Besides, more memory is good anyways.

And that causes issues when you try simulating an entire brain at high speed, and in particular it becomes a large issue when you have to wait all the time since the compute keeps shuffling around in memory.

• Look into AMD MI300x. Has 192 GB HBM3 memory. With FP4 weights, might run GPT-4 in single node of 8 GPUs, still have plenty to spare for KV. Eliminating cross-node communication easily allows 2x batch size.
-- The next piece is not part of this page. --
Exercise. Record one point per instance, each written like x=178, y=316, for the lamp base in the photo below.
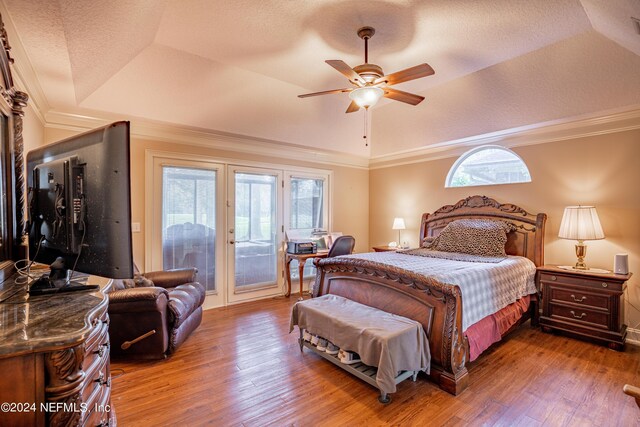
x=581, y=252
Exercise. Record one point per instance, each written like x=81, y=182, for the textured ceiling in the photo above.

Fungibility is a good idea, would take avg. KVUtil from 10% to 30% imo.

• Wow, this is a good argument. Especially if assumptions hold.

1. The ALU computes the input much faster than the results can be moved to the next layer.

2. So if the AI only receives a single user’s prompt, the ALUs waste a lot of time waiting for input.

3. But if many users are sending prompts all the time, the ALUs can be sent many more operations at once (assuming the wires are bottlenecked by speed rather than amount of information they can carry).

4. So if your AI is extremely popular (e.g., OpenAI), your ALUs have to spend less time idling, so the GPUs you use are much more cost-effective.

5. Compute is much more expensive for less popular AIs (plausibly >1000x).